Tracking-Assisted Object Detection with Event Cameras

Ting-Kang Yen,Igor Morawski,Shusil Dangi,Kai He,Chung-Yi Lin,Jia-Fong Yeh,Hung-Ting Su,Winston Hsu
2024-09-18
Abstract:Event-based object detection has recently garnered attention in the computer vision community due to the exceptional properties of event cameras, such as high dynamic range and no motion blur. However, feature asynchronism and sparsity cause invisible objects due to no relative motion to the camera, posing a significant challenge in the task. Prior works have studied various implicit-learned memories to retain as many temporal cues as possible. However, implicit memories still struggle to preserve long-term features effectively. In this paper, we consider those invisible objects as pseudo-occluded objects and aim to detect them by tracking through occlusions. Firstly, we introduce the visibility attribute of objects and contribute an auto-labeling algorithm to not only clean the existing event camera dataset but also append additional visibility labels to it. Secondly, we exploit tracking strategies for pseudo-occluded objects to maintain their permanence and retain their bounding boxes, even when features have not been available for a very long time. These strategies can be treated as an explicit-learned memory guided by the tracking objective to record the displacements of objects across frames. Lastly, we propose a spatio-temporal feature aggregation module to enrich the latent features and a consistency loss to increase the robustness of the overall pipeline. We conduct comprehensive experiments to verify our method's effectiveness where still objects are retained, but real occluded objects are discarded. The results demonstrate that (1) the additional visibility labels can assist in supervised training, and (2) our method outperforms state-of-the-art approaches with a significant improvement of 7.9% absolute mAP.

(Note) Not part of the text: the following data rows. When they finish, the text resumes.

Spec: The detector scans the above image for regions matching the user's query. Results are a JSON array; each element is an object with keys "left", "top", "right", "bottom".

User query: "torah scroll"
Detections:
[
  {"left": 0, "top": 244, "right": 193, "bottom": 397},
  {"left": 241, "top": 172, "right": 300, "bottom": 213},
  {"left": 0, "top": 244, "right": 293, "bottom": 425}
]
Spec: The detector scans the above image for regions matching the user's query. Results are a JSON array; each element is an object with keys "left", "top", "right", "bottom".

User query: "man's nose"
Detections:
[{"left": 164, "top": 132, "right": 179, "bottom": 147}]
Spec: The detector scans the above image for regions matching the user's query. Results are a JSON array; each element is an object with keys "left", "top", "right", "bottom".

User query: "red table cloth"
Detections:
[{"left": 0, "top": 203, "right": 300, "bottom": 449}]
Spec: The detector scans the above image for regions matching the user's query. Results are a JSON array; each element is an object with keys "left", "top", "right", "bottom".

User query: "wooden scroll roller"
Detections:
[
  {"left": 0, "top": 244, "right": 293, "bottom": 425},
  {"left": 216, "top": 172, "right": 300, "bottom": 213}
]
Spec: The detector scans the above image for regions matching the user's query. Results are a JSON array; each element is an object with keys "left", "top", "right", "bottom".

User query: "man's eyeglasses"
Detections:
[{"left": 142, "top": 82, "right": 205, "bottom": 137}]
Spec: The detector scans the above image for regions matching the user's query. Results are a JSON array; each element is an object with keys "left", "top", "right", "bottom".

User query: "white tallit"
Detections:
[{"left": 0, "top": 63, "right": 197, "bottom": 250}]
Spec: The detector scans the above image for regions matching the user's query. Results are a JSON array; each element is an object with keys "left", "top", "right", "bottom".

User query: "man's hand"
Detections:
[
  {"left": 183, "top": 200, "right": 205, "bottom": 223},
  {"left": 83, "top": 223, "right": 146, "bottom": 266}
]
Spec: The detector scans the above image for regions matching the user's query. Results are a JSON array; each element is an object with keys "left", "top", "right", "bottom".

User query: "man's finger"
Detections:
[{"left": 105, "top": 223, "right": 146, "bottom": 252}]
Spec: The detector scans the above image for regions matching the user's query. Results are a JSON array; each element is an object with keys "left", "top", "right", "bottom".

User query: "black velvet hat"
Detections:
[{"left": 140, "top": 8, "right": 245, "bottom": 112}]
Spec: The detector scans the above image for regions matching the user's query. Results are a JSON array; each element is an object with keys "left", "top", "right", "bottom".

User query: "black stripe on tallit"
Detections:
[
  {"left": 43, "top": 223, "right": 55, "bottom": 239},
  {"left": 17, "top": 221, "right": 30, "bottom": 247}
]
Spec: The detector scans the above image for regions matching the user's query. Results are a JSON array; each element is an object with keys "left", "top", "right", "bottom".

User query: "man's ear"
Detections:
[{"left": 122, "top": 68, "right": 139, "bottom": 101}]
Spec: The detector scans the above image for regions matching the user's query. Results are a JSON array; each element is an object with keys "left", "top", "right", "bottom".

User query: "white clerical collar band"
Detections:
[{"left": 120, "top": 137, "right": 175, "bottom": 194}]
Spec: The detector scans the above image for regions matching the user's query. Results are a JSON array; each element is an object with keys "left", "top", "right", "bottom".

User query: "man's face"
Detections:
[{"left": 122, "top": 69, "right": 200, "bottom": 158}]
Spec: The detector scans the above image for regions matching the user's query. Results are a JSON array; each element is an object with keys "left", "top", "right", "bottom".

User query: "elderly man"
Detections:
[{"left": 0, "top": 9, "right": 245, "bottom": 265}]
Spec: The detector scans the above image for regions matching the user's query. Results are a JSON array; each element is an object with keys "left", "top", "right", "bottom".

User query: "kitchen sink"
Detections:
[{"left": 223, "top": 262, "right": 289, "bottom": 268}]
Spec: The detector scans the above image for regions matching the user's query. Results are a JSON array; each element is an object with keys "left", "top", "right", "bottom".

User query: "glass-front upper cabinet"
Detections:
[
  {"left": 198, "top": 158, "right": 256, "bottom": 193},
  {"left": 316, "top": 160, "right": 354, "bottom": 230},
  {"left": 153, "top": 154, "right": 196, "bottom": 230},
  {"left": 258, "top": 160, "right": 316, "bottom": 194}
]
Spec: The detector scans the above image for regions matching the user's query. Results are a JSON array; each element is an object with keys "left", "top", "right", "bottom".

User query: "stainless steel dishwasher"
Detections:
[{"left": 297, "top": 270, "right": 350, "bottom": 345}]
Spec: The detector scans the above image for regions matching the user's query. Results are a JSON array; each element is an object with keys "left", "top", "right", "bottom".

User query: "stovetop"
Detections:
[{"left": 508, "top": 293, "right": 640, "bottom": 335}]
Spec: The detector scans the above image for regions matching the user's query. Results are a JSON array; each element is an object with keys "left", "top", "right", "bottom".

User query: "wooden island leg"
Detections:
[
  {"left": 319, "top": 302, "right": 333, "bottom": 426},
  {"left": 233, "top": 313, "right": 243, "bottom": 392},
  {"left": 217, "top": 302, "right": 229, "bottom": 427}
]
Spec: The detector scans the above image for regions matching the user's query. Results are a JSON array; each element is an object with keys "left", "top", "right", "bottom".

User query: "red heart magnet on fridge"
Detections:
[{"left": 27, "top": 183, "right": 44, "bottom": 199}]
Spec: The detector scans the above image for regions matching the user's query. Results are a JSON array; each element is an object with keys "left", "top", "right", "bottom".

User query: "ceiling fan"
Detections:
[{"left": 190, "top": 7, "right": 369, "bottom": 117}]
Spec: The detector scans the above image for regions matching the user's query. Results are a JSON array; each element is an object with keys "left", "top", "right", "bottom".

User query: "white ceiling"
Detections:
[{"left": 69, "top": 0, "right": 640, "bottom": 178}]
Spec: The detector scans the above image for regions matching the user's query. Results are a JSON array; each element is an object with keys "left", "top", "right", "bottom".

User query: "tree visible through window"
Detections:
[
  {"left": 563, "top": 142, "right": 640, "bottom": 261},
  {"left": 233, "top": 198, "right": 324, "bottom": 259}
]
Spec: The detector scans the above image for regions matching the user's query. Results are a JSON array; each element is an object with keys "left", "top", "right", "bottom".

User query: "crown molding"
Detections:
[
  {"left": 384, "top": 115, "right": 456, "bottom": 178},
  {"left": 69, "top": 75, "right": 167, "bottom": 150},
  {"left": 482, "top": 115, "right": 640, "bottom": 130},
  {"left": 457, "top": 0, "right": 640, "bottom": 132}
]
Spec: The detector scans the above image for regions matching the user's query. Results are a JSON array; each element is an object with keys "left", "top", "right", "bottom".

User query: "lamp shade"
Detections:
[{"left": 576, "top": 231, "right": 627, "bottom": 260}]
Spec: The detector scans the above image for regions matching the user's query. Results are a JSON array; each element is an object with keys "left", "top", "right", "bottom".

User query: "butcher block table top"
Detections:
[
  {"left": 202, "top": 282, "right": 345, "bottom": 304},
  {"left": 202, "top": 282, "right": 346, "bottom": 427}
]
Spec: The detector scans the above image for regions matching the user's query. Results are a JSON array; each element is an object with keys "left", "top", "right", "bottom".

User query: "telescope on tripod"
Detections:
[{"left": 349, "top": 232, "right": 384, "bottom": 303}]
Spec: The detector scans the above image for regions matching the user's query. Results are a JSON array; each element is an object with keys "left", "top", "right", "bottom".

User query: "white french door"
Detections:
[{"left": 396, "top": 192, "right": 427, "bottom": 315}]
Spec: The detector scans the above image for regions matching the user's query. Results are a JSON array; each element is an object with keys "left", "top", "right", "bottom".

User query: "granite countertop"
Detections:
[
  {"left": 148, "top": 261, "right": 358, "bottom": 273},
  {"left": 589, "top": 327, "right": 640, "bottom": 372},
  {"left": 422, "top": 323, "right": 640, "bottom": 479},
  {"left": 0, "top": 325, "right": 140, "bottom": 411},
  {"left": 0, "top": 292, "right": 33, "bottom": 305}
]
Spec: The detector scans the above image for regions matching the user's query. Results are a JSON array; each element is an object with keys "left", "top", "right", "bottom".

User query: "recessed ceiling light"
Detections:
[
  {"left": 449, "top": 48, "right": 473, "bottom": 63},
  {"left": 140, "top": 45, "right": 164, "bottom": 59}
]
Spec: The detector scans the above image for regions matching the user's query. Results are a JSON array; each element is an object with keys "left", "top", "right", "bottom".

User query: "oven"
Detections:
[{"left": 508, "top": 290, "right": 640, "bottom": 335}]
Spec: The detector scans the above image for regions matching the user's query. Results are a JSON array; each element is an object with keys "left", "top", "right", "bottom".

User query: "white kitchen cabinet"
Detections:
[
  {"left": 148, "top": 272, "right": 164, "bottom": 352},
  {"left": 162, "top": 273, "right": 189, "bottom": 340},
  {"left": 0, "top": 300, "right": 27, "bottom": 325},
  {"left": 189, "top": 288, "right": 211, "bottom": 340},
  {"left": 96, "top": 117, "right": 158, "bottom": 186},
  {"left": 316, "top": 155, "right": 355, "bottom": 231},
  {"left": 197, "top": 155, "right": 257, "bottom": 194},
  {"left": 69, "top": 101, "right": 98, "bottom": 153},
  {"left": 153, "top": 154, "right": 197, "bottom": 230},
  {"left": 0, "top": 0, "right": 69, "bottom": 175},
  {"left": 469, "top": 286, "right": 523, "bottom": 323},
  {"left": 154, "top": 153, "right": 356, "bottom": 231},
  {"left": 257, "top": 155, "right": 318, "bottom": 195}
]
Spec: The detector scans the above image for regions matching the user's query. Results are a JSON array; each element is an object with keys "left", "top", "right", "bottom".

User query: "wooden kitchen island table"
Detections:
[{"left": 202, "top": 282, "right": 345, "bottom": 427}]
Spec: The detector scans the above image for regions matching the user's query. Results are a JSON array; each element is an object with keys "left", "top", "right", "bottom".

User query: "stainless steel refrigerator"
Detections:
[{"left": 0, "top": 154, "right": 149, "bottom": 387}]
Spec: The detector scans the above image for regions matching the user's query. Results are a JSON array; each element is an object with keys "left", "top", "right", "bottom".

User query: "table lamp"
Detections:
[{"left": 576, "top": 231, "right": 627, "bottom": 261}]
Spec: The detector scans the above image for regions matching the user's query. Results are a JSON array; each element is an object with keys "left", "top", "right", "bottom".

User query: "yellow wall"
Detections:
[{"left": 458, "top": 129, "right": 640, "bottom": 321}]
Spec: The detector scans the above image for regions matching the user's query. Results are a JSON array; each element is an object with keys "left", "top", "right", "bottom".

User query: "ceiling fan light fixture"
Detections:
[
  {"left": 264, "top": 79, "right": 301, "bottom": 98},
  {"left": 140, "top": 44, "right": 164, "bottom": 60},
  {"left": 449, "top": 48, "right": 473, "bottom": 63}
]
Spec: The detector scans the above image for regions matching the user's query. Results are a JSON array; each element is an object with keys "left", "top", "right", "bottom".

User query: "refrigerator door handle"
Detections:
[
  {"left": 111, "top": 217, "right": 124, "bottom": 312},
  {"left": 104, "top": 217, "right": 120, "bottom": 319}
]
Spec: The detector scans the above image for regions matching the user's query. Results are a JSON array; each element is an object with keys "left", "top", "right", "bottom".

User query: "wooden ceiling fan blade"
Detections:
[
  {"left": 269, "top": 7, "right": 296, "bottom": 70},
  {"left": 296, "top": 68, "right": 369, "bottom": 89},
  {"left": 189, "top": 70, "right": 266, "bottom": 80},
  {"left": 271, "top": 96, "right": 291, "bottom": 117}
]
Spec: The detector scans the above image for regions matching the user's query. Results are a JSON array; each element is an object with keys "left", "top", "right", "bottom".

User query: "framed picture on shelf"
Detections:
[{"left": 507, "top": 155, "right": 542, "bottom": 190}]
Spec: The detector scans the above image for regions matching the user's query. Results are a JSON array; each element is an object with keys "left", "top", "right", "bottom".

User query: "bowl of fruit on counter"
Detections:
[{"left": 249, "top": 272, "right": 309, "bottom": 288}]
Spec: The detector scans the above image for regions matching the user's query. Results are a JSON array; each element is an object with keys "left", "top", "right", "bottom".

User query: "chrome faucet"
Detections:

Computer Vision and Pattern Recognition,Machine Learning
What problem does this paper attempt to address?
### Problems Addressed by the Paper The paper aims to address a key issue encountered by event cameras in the process of object detection—long-range dependency, where objects become invisible when there is no relative motion between the object and the camera. Specifically, the paper proposes the following points: 1. **Detection of Pseudo-Occluded Objects**: - The paper refers to these objects, which cannot be detected due to the lack of relative motion, as "pseudo-occluded objects" and attempts to detect them through tracking methods. 2. **Visibility Attributes and Automatic Labeling Algorithm**: - An automatic labeling algorithm is proposed, which not only cleans the existing event camera datasets but also adds additional visibility labels to them. This helps to distinguish between moving and stationary objects and supervises the training process. 3. **Application of Tracking Strategies**: - Tracking strategies are utilized to maintain the persistence of pseudo-occluded objects, retaining their bounding boxes even when features are unavailable for extended periods. These strategies can be seen as explicit memory mechanisms guided by tracking targets. 4. **Spatiotemporal Feature Aggregation Module**: - A spatiotemporal feature aggregation module is proposed to enrich latent features, and consistency loss is introduced to enhance the robustness of the overall pipeline. Through the above methods, the paper addresses the issue of traditional implicit memory methods struggling to effectively maintain long-term features and demonstrates significant performance improvements in experiments (an absolute mAP increase of 7.9%).